The venue has suffered some damage to the goal mouth areas, and council has advised the Wanderers the ground will be unavailable for a few weeks while it is repaired.
Wagga City is awaiting approval on their back to training plan from Wagga City Council and Capital Football, which they hope will occur this week.
The Wanderers are already a week behind their National Premier League Two rivals in Canberra after the ACT government officially allowed training in groups of ten to resume on May 14.
They hope to be back at training by as early as this week, and have their fingers crossed Gissing will be ready to host games by the competition's planned restart in mid-July.
"I imagine the local community is playing games on it every single day now that we're not training, and it's just chewing everything up," Wanderers president Brendan Flanagan said.
"Until we get on par with other codes who can all have a ground that gets locked, we're going to continue to have this issue.

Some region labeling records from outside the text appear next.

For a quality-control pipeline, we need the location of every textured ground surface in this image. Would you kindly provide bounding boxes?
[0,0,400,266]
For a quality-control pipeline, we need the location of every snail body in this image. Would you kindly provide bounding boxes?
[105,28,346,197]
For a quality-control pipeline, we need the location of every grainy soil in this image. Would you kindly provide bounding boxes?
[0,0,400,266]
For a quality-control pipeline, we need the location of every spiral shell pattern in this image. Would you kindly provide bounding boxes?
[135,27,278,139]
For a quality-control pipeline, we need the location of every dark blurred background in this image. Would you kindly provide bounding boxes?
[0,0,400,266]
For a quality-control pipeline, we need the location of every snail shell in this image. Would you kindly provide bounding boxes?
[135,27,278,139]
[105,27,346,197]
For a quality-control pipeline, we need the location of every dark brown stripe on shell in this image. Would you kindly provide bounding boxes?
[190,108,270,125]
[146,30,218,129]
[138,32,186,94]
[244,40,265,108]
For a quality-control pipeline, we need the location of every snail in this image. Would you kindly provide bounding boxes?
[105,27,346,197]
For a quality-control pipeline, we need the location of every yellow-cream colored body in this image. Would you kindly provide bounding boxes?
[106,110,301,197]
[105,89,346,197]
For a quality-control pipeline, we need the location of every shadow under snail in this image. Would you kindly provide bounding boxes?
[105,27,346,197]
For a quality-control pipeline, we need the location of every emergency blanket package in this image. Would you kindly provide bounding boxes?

"We bring interstate teams to town every second week here and we have to play on a public park, in effect, no other code is asked to do that.
"It's probably getting more use now than we're on it because it's open slather. I hope we don't start playing for a few weeks because it now has to be repaired so we've got a ground able to play on, through no fault of our own.
"I'm hoping (training is approved) this week. The ACT clubs have already had a week's training under their belt and we're a week behind.
The Wanderers also confirmed via social media that some player and coaches connected to the club have been observed training on the damaged areas, and reminded members that no Wanderers training is allowed to occur yet.
"I'm just reiterating to our players, especially now restrictions seem to be relaxing that we're still not allowed to train," Flanagan said.
"They can still go and train in small groups, that's completely fine, but they can't wear our gear because the public perception at least gets blurred, and as a club we're not running any training until we go through the right channels."